Comme je le présente de façon plus détaillée dans une note d’intervention de l’IREC, dire que le Québec et a été moins durement frappé par la crise financière que la plupart des pays développés n’est qu’une dangereuse illusion. La stagnation des exportations internationales qu’on peut constater au Québec depuis dix ans serait plutôt le symptôme de l’aggravation de déséquilibres importants.
La valeur des exportations de biens et services a diminué de 4,5% entre 2002 et 2011 tandis que la valeur des importations augmentait de 27,9%. Un tel écart de croissance est observé autant pour les biens que pour les services. Comme on peut le constater sur le graphique plus haut, cette tendance s’est amorcée bien avant la crise mondiale de 2008. Le solde commercial du Québec est passé d’un surplus de 6 milliards de dollars en 2002 à déficit de 17 milliards en 2008, puis de 23 milliards en 2011. L’appréciation d’environ 50% du dollar canadien, par rapport au dollar US et aux devises de nos principaux partenaires commerciaux, a sûrement été un facteur important de cette évolution puisqu’elle a fait augmenter d’autant les coûts de production du Canada exprimés en dollars américains.
Les pays développés ont connu une réduction de leur secteur manufacturier au profit des pays à bas salaire au cours des dernières décennies, mais des interventions gouvernementales majeures sont réalisées pour contrer cette tendance et éviter la désindustrialisation. Ainsi, le Canada a dépensé récemment des milliards de dollars pour soutenir son industrie automobile et il a accordé des contrats de plus de trente milliards de dollars à son industrie navale qui n’aurait pas réussi à décrocher de tels contrats à l’étranger. De même, les États américains se battent à coup de subventions pour attirer ou maintenir les emplois manufacturiers. L’intervention de l’État est donc justifiée, mais il est possible d’intervenir autrement qu’en soutenant à tout prix des productions non compétitives. C’est pourquoi le Québec ne peut pas se passer plus longtemps d’une politique industrielle bien conçue.

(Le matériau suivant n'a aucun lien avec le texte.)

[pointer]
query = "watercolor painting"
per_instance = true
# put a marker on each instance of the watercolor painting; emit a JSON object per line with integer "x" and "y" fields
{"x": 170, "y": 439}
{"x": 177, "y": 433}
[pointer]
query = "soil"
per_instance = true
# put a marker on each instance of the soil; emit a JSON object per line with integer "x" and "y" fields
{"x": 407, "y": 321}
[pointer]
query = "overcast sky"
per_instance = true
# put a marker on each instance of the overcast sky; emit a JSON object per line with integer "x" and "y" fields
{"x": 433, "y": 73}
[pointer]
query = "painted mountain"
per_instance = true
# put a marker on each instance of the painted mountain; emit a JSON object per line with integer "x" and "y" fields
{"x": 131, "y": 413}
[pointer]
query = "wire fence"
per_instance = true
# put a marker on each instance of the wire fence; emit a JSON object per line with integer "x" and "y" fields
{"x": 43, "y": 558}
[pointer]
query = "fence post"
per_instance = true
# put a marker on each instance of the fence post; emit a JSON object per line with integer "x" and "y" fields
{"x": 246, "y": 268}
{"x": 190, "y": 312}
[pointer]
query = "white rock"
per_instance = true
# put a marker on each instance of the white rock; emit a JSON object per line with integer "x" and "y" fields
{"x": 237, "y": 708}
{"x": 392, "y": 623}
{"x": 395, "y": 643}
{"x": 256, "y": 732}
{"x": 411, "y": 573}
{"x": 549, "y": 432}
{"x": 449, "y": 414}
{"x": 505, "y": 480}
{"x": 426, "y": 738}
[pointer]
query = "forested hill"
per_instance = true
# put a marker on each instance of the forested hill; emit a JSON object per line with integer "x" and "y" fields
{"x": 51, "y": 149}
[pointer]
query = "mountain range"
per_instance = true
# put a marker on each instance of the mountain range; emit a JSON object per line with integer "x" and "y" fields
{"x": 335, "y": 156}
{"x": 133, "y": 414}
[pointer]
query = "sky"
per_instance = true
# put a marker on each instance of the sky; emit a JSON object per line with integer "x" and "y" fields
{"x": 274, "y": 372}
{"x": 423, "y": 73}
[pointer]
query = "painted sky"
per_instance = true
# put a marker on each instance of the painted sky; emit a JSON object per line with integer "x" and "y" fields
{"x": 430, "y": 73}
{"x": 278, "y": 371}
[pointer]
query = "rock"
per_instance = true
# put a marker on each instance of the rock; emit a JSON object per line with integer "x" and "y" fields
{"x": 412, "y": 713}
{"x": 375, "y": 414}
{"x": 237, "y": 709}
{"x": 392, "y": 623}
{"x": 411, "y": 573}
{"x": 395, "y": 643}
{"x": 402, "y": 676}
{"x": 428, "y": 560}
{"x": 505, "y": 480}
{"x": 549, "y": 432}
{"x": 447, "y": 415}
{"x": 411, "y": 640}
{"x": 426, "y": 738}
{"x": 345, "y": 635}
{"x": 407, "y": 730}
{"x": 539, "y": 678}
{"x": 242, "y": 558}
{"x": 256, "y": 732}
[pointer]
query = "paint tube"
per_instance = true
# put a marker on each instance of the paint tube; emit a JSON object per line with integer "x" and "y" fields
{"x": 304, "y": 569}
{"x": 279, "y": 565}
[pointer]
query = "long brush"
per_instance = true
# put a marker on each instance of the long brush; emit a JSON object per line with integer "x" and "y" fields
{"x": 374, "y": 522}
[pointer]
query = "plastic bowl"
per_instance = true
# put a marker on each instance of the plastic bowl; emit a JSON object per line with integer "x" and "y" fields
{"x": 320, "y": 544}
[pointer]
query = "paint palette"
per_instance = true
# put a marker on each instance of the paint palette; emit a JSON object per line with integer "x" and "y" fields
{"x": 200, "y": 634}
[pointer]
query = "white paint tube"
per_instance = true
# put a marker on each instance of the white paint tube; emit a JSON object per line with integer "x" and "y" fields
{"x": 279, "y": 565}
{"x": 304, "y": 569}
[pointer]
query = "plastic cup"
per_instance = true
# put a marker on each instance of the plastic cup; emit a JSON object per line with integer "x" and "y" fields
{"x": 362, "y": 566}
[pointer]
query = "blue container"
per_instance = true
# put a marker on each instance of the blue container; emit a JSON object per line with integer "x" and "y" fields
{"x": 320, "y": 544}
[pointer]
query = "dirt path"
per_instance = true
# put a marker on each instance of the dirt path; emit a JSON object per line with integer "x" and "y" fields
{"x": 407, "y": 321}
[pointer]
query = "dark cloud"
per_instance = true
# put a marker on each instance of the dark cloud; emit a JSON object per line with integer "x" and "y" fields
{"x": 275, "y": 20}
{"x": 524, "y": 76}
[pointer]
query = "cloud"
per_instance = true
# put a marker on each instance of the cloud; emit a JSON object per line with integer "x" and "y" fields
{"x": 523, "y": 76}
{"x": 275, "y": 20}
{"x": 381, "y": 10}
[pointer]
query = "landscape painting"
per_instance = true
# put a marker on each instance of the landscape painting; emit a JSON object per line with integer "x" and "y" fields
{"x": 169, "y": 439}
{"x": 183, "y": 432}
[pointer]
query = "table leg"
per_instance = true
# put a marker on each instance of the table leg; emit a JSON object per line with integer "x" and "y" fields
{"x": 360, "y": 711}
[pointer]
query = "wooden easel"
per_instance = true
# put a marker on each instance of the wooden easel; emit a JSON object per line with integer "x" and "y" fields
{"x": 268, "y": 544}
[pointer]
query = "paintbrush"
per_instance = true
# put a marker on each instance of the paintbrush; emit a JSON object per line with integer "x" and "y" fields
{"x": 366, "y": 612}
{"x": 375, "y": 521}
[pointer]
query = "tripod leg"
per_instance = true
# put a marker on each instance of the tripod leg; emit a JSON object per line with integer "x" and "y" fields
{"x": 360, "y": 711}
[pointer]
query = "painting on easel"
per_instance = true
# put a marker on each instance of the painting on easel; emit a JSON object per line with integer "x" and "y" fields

Depuis une dizaine d’années une part importante des dépenses faites par les individus, les gouvernements et les entreprises a été financée par un endettement accru envers des non-résidents, ce qui peut être vu comme un déficit d’épargne pour le Québec. Le graphique ci-dessus révèle que parmi les catégories de dépenses, seuls l’investissement des administrations publiques et la construction résidentielle ont affiché une croissance moyenne sensiblement supérieure à la croissance du PIB. L’investissement non résidentiel a progressé lentement et notamment les dépenses en machines et équipements, essentiels à la compétitivité des entreprises, n’ont augmenté que de 0,6% par année. L’incitation à investir est faible dans les activités où la concurrence extérieure apparaît insoutenable. Par ailleurs, les derniers documents budgétaires indiquent clairement que les immobilisations du gouvernement du Québec ont augmenté très fortement depuis une dizaine d’années et que cela a entraîné une hausse importante de la dette publique québécoise. Une croissance des immobilisations publiques au même rythme que l’économie n’est pas un problème, même si elle est financée par de la dette, mais le secteur public ne peut pas demeurer le principal moteur de croissance de l’économie sur une longue période.
Dans des conditions idéales de marché, un petit pays qui souffre d’un déficit commercial et d’un déficit d’épargne subit éventuellement des ajustements automatiques, tel une dépréciation de la devise ou une hausse des taux d’intérêt. Cependant, puisque le Québec, comme la Grèce, utilise la monnaie d’une entité économique plus large, ces ajustements ne se réalisent pas automatiquement et les avertissements de crise arrivent généralement trop tard. Une très grande rigueur est donc nécessaire dans l’appréciation de la situation économique et financière du Québec.